Reducing backscatter in email interface?

This is a bit of a braindump, under the assumption there isn’t a “this already works if you click this checkbox” solution out there.

I’m experimenting with Discourse and its Mailing List Mode (which are both pretty great!), and I was thinking about some minor improvements with email backscatter.

I’m using the mail-receiver Docker container that Discourse offers, not POP3 polling. What I’m going to describe here only applies to handling one’s own incoming SMTP traffic.

The gist is this: Discourse is smart enough to reject incoming mail if the user isn’t allowed to post somewhere, or if the user wrote to a bogus email address. It sends a polite bounce email, but this has unintended consequences:

  • Spammers hitting the mail server will generate bounces, either for bogus addresses or real people that didn’t actually try to interact with Discourse, so you can get a flurry of backscatter, which is bad.
  • Legit email from legit users that made legit mistakes will get a legit bounce, and GMail will quietly put it in the user’s spam folder (at least, it did for me).

A better solution would be to reject mail during the SMTP transaction, when reasonable to do so. Making that work will:

  • Reduce unnecessary email bounce traffic due to joe-job spammers, etc.
  • Prevent risk of damage to a domain’s spam reputation.
  • Give users a more visible and immediate notice that something went wrong (email providers will tend to put a THIS DIDN’T SEND email in the user’s inbox).

Even if we just use the mail-receiver Docker container that Discourse offers, this still needs some support from the Discourse instance to make this happen. I couldn’t find any API to do this, but it would be useful if we could query with the system API key for something like this:

  • Can a@b.c send mail to x@y.z?

And this returns a boolean (yes or no on whether mail is acceptable) and maybe a simple string of why ("x@y.z isn’t a valid reply-to-thread slug, x@y.z isn’t a create-new-topic address, a@b.c isn’t allowed to post here, etc. It could even just be the existing “Email::Receiver::StrangersNotAllowedError” style error strings).

This could be more fine-grained (“is a@b.c a valid user?” “is x@y.z an available email target?”), but ultimately we want an API that says “should I drop this email right now or send it through to the system?” …it doesn’t have to, and probably shouldn’t, deal with rejections for things that need further processing (email is too short rejections, etc). We really just need to catch the obvious spam and malware vectors here.

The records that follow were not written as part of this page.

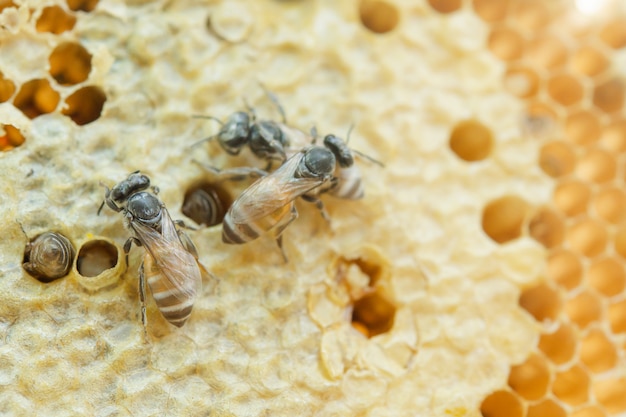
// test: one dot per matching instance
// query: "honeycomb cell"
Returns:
(547, 228)
(572, 385)
(564, 268)
(70, 63)
(530, 379)
(378, 16)
(542, 302)
(546, 408)
(55, 20)
(522, 81)
(584, 308)
(611, 394)
(614, 34)
(502, 404)
(608, 96)
(36, 97)
(559, 346)
(589, 61)
(82, 5)
(84, 105)
(587, 237)
(503, 218)
(582, 127)
(10, 137)
(506, 44)
(445, 6)
(7, 88)
(572, 197)
(557, 159)
(491, 10)
(471, 141)
(597, 352)
(565, 89)
(546, 52)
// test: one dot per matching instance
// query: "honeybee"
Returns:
(267, 206)
(171, 261)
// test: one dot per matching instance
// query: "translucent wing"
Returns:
(272, 192)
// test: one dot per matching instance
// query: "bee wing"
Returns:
(271, 192)
(179, 267)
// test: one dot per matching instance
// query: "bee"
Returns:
(267, 206)
(49, 256)
(170, 264)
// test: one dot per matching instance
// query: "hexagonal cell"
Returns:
(505, 43)
(471, 140)
(587, 237)
(542, 302)
(70, 63)
(557, 159)
(559, 346)
(502, 404)
(584, 308)
(206, 203)
(546, 408)
(608, 96)
(36, 97)
(614, 34)
(491, 10)
(85, 105)
(10, 137)
(546, 52)
(522, 81)
(82, 5)
(378, 16)
(572, 385)
(565, 89)
(503, 218)
(547, 228)
(583, 127)
(530, 379)
(564, 268)
(572, 197)
(597, 352)
(589, 61)
(611, 394)
(55, 19)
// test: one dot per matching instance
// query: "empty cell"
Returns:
(565, 89)
(542, 302)
(546, 408)
(502, 404)
(559, 346)
(589, 61)
(584, 308)
(557, 159)
(597, 166)
(572, 197)
(503, 218)
(617, 317)
(608, 96)
(597, 352)
(471, 141)
(530, 379)
(378, 16)
(547, 228)
(506, 44)
(583, 127)
(522, 82)
(611, 394)
(610, 204)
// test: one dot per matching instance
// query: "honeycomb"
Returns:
(483, 274)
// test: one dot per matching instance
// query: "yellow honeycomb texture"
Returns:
(483, 274)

Then that API call can be hooked up to /usr/local/bin/receive-mail in the mail-receiver Docker container, which can optionally return a permanent fail to the SMTP client instead of sending the email content to Discourse at all.

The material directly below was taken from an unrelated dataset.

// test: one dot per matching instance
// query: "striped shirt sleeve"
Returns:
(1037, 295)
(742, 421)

Does this sound like a reasonable approach? Does something like this exist already?

9 лайков

Nothing like that exists already. It wouldn’t be impossible to add, but it wouldn’t be trivial, either. Postfix has some excellent hooks for allowing SMTP-time checks to occur, we’re just not using them because mail-receiver was very much a “simplest thing that could possibly work” implementation.

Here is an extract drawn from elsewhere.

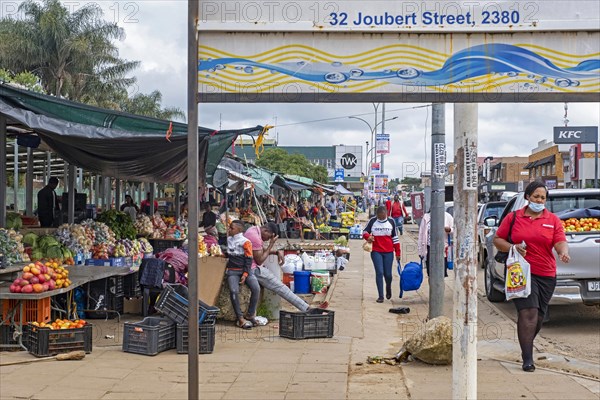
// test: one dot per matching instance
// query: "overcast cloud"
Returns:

If you’d like to work on this, I’m happy to provide guidance, code review, and testing. I’d like to see it happen, it’s just not something that I think anyone here at CDCK World HQ will have any bandwidth to work on any time soon.

9 лайков

I’ve posted a PR for the new API inside of Discourse here.

If I’m understanding Postfix correctly, we’d need something that talks over the Milter protocol or SMTP to properly reject email (it’s too late when /usr/local/bin/receive-mail runs). That seemed non-trivial, at least for the moment, so I’ll wait for feedback on the PR before worrying about that part.

3 лайка

I’ll leave the core PR to those more experienced in the app, but for the Postfix integration, yes, you need something that will talk milter, SMTP or Postfix policy protocol to Postfix and HTTP to Discourse, to translate. I’d strongly recommend going the Postfix policy route, as the protocol is easy to parse, and you can avoid the need to manage spawning your own daemons by having the Postfix master process do it for you.

4 лайка

or Postfix policy protocol

Oh wow, this policy protocol thing is so much less painful! Thanks for mentioning that. :slight_smile:

Ok, I wrote a script to handle the SMTP portions of all this magic.

First, you’ll need the patch in the PR applied, and a sv restart unicorn or reboot or whatever to pick up the changes.

Then get this script:

discourse-smtp-fast-rejection.rb.gz (1.3 KB)

In the mail-receiver Docker container, you’ll want to put that file at /usr/local/bin/discourse-smtp-fast-rejection.rb, perhaps with a less verbose name if you want.

/etc/postfix/mail-receiver-environment.json in the mail-receiver Docker container needs a DISCOURSE_SMTP_SHOULD_REJECT_ENDPOINT entry, or just hardcode it in the script appropriately. It should look like this:

https://discourse.example.com/admin/email/smtp_should_reject.json

I don’t know how/where that JSON file gets generated. I ended up hardcoding it in my copy for now.

Add this to the end of /etc/postfix/master.cf

policy  unix  -       n       n       -       -       spawn
    user=nobody argv=/usr/local/bin/discourse-smtp-fast-rejection.rb

…and this to the end of /etc/postfix/main.cf

smtpd_recipient_restrictions = check_policy_service unix:private/policy

And run postfix reload inside the container, or just reboot or whatever.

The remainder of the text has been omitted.